Shots vs saves for Championship keepers: Who tops the tables?

Who’s the best shot-stopper in the Championship?

Right now, after 21 games, it’s Middlesbrough’s Darren Randolph.

If we measure shots saved against shots faced, Randolph has an 80% success rate.

At the other end of the table, Ben Amos, on loan at Millwall from Bolton, has stopped about 53% of shots aimed at his net (in 12 games). Scroll down to see those percentages in a table.

Average save percentage in the Championship is about 67%.

But can we tell how good a ‘keeper is from those figures? Not really. It’s not the whole story.
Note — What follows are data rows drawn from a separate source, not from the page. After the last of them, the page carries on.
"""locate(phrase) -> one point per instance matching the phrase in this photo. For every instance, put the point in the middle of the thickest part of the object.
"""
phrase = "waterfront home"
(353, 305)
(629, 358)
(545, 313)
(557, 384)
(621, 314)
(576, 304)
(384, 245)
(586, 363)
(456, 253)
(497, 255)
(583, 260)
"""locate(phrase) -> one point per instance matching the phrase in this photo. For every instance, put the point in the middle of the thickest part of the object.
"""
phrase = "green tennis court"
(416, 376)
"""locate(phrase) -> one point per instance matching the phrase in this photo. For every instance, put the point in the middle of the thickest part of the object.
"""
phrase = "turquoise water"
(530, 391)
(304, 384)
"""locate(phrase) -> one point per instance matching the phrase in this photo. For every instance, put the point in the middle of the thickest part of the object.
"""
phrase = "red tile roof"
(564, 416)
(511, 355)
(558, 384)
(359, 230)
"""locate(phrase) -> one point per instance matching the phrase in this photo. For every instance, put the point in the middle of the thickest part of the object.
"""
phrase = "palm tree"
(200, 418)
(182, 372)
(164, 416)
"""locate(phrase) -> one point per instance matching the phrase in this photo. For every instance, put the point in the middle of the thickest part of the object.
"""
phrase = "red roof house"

Here’s a pretty scatter plot that stars to give a clue about relative performance of goalkeepers.

Keepers plot abline xGAIn general, the more to the right and below the line a ‘keeper is, the higher his save ratio. And as you can see, those that play for clubs that are higher in the Championship are generally the ones that occupy those parts of the chart.

But there are some outliers. Namely, ‘keepers that appear to be putting in massive performances in very difficult circumstances.

First is Anssi Jaakkola at Reading with a save percentage of 76%. Next is Marek Rodak at Rotherham, on 73.5%.

Not only are these two saving way above the average number of shots against them. They are also doing it for teams that give up a lot of shots in high percentage areas.

To show that, I have also factored in total team xGA (expected goals against) to give an idea of the quantity and quality of shots given up by a goalie’s team.

So, the size of the point shows that Jaakkola and Rodak generally face shots of high quality, and a lot of them too.

Meanwhile, Darren Randolph’s Boro team – exhibiting “the Pulis effect” – are masters in restricting opponents to low percentage shot areas, making his table-topping 80% save ratio look a little less hard-fought.

Are there any outliers in the other direction? If any, Orjan Nyland at Aston Villa is a contender.

Keepers bar chart 17-12-18

Most of his fellow ‘keepers are in the better-than-average zone, whereas his save percentage is just about bang on the mean at a club with about average xGA for the division, but I’d guess that Villa’s free-scoring style both accounts for that and lessens its effect.

Having said all that, I’m not able to give the eye test to all these conclusions. It’d be good to hear from fans of other clubs about whether the numbers ring true.

Even if they’re not the greatest measure of a keeper, I think they can say something about team performance and playing style.